В тот момент я и не понимал, какую ошибку совершаю, позволив Марте звонить самой. Наверное, выяснить все должен был сначала я. Когда я вернулся с кухни (где задержался, чтобы дать прислуге указание – готовить на двоих), Марта тихо лежала на диване, так знакомо свернувшись калачиком.
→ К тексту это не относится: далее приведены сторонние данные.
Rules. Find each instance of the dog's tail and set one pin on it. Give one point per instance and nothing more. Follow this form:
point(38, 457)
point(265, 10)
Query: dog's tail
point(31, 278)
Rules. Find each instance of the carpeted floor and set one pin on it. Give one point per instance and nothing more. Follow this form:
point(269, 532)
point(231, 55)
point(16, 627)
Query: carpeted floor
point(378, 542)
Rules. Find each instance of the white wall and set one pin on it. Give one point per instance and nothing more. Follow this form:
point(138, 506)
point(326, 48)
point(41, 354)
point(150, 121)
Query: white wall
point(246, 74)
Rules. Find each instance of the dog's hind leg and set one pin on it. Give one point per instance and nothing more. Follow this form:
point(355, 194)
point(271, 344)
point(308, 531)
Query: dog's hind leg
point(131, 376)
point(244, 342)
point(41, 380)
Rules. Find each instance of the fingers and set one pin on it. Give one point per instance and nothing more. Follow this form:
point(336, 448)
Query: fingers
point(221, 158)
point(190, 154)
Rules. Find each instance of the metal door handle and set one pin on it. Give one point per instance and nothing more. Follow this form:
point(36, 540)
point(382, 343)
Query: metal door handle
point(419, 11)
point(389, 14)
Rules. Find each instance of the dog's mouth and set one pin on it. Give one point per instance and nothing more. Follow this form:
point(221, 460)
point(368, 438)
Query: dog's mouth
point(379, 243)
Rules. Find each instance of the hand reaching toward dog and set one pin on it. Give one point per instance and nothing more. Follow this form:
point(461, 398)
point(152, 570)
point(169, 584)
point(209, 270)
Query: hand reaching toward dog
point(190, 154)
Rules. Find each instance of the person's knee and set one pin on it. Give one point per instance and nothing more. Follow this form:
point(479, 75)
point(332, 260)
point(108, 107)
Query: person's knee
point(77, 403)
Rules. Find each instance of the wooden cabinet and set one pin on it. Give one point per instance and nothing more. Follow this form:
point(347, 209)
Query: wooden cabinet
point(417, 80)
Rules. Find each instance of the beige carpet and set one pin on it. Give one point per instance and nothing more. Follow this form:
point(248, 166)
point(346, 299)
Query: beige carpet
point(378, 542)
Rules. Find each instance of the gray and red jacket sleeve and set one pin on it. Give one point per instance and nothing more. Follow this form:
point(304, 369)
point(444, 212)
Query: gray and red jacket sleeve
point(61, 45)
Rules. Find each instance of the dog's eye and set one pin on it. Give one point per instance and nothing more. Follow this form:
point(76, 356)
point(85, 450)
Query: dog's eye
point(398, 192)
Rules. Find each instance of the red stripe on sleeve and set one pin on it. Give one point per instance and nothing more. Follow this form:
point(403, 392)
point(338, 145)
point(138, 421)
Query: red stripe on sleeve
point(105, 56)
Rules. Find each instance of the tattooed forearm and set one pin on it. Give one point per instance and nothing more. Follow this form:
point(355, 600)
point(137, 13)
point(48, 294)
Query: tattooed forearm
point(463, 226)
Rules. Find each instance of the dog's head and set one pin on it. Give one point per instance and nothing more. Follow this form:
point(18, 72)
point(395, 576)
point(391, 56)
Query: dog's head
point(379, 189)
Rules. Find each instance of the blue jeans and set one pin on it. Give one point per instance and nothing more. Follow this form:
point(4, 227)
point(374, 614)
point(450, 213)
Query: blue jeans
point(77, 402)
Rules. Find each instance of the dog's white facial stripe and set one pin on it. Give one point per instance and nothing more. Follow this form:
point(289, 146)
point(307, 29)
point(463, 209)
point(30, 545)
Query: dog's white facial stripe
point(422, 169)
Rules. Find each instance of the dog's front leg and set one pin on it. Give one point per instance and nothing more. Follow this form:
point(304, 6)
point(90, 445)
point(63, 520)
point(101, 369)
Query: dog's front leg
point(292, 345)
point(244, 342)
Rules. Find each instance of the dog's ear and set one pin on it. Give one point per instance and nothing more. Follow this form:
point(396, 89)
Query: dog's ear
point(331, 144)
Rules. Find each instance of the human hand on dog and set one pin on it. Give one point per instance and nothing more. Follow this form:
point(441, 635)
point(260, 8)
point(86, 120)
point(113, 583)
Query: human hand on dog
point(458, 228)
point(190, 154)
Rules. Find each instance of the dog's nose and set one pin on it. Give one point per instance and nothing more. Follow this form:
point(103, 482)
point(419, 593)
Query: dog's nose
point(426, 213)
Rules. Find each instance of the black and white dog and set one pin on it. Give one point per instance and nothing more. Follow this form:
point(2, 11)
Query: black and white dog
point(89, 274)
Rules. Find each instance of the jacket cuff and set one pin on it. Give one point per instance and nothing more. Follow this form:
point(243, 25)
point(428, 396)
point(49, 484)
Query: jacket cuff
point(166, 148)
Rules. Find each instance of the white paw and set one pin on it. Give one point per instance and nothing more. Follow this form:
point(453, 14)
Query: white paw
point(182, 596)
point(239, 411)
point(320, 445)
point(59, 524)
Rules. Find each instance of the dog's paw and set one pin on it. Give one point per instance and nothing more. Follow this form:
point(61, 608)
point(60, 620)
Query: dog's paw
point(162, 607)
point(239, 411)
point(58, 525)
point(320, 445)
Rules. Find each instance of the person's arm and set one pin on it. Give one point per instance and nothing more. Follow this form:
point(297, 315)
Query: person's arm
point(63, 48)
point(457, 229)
В открытое окно еще были видны разлетавшиеся во все стороны клочки разорванного чека.
– Ну, что тебе сказали? – спросил я, смирный, как овечка.
– Сто восемьдесят в месяц, со всеми обычными формальностями.
– Ну да, но я не об этом… Ты не спросила, кто владелец дома?
– Владелец – Нарцисс, – прошептала Марта и разревелась, глядя мне прямо в глаза.
IV
i
Лекция профессора Иванишевича, прочитанная за завтраком, для истории литературы, разумеется, куда важнее обеих «Аргентинских песен», написанных мною в метро на линии «А». Тем не менее я полагаю уместным вставить их в текст именно здесь.
I
Время дыра в которой
путаются гитары
неженки под ногами
женщины без лица
без грудей без ресниц
с каменным междуножъем
пчачут среди дорог
Кружится ветер в котором
нет ни листьев ни птиц
морды подняв собаки
в жадной и тщетной надежде
нюхают голый воздух
только ничем он не пахнет
воздух без куропаток
без времен без друзей
некая жизнь без отчизны
и молчанье удара
что не способен пасть
II
Берега река омывает
в неизменной смене приливов,
город, будто бы пес ленивый,
безразлично ее созерцает.
Ни любви, ни надежд, ни сраженья,
что вели бы пловцы с волнами,
миллионных окон глазами
смотрит нареку город в томленье.
Время – кум, что все время с нами,
никаких ни в чем изменений.
Мне с лихвой хватило времени поразмышлять над тем, что мое поведение, мой способ существования в этом мире будут подвергнуты строжайшему осуждению в тот день, когда все мы очертя голову бросимся реализовывать на практике ту жизнь, что была описана коммунистической теорией, а на то, что дело идет именно к этому, указывает весь ход политической истории нашего столетия. Это стремление к одиночеству, этот отказ от активного действия, неприятие общества – все это получит надлежащие (на тот день) эпитеты. Трусливое бездействие поколения сороковых, и так далее, в том же духе. По заказу какого-нибудь диалектика-объективиста нам устроят хорошую головомойку в учебниках по истории литературы. Римляне, наблюдающие за прохождением варваров по городу, и прочие столь же яркие образные аллюзии. Прибытие на станцию «Конгресо» вывело меня из этого сардонического самобичевания: на улице Рио-Бамба в десять утра было уже так жарко, что ни о каком благотворном самосозерцании и речи быть не могло. Любитель сюрпризов, я не известил донью Бику о том, что явлюсь к ней в такую рань.